Assim, a persona de Speed Racer é ilustrada com clareza, já que passamos a compreender perfeitamente o porquê dele ser quem é – e quem o construiu como ser humano não foi o autodidatismo, mas suas influências familiares. Num filme que fala tanto sobre afeto e carinho, é claro que as atuações precisariam expor isso com eficácia – e nisso Speed Racer está bem servido: Susan Sarandon interpreta Mom com uma delicadeza convincente, expressando a vontade de ver o filho seguir seu próprio caminho sem deixar de preservar sua autoestima (e o monólogo em que diz que vai às corridas para ver Speed fazer Arte, como um pintor ou um músico, é comovente); John Goodman mais uma vez encarna um personagem popularizado num desenho animado (o anterior foi Fred em Os Flintstones) e transforma Pops numa figura que consegue ser intimidadora aqui e calorosa ali, equilibrando-se muito bem entre a virilidade exibida pelo sujeito e o medo de permitir que aconteça com Speed aquilo que comprometeu Rex; e Christina Ricci, como a namorada Trixie, não se restringe à mera função de par romântico do protagonista, mostrando-se inesperadamente ativa em alguns momentos e se importando o tempo todo com o herói (e não há como negar que Ricci parece ter saído diretamente do anime).

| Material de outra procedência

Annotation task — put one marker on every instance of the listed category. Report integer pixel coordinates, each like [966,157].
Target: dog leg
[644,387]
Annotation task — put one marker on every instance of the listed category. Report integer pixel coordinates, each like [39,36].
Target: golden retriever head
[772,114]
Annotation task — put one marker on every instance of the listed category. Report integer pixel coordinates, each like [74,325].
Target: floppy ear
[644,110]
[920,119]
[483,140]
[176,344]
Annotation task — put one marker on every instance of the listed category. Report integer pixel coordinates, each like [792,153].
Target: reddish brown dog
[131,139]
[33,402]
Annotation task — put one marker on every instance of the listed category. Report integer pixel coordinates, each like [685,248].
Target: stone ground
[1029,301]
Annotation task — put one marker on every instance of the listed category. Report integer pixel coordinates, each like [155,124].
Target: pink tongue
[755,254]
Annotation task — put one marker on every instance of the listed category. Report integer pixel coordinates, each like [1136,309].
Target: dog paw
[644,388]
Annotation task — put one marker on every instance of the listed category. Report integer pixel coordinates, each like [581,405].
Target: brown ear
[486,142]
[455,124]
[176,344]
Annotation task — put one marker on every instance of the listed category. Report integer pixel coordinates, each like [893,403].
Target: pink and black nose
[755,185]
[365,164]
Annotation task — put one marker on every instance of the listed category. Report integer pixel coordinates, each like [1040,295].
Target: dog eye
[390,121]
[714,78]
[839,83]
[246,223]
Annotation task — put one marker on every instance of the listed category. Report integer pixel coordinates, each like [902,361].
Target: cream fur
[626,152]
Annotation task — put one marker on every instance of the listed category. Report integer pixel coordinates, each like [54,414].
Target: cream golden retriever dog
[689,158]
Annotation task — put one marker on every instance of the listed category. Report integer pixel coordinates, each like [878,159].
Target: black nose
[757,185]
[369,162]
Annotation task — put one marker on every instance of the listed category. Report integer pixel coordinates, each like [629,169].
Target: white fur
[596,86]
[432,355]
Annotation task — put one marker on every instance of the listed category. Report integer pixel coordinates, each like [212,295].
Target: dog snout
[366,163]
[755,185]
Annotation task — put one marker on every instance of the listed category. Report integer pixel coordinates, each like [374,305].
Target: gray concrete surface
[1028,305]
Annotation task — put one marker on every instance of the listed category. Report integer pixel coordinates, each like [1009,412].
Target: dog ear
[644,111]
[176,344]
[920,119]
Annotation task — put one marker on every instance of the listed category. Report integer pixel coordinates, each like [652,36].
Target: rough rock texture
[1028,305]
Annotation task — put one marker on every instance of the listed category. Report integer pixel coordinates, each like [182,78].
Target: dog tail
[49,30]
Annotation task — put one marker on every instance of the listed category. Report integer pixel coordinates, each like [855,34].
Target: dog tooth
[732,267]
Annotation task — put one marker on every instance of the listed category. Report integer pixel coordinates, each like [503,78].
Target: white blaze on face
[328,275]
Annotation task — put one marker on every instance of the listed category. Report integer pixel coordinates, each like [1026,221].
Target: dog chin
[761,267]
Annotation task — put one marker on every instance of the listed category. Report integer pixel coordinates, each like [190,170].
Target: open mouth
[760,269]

O único que não tem a mesma sorte é Paulie Litt, que, mesmo contando com uma ou outra tirada mais inspirada, torna-se meio irritante ao viver o caçula Sprittle, sendo eclipsado pelo carisma um pouco maior do macaquinho Chim Chim.
O que nos traz ao próprio Speed Racer, que surge na pele de um Emile Hirsch recém-saído do elogiado Na Natureza Selvagem: dono de um rosto que naturalmente tem tudo a ver com as caras e bocas que o personagem-título fazia no anime, o ator transmite com precisão o espírito jovial e inocente que caracteriza Speed, mas lembrando de injetar também charme e sisudez quando necessário. E se Roger Allam se diverte ao retratar Royalton como um vilão teatral que grita encoberto em sombras – sem nunca tornar-se tolo ou ridículo demais –, Matthew Fox (que muitos conhecem como o Jack de Lost) confere uma aura misteriosa e enigmática ao Corredor X, um indivíduo intimidador que sempre deixa o espectador incerto quanto às suas verdadeiras intenções – e é louvável que, nos minutos finais do longa, Fox surpreenda ao ressaltar a tragédia que o personagem é obrigado a carregar continuamente nas costas.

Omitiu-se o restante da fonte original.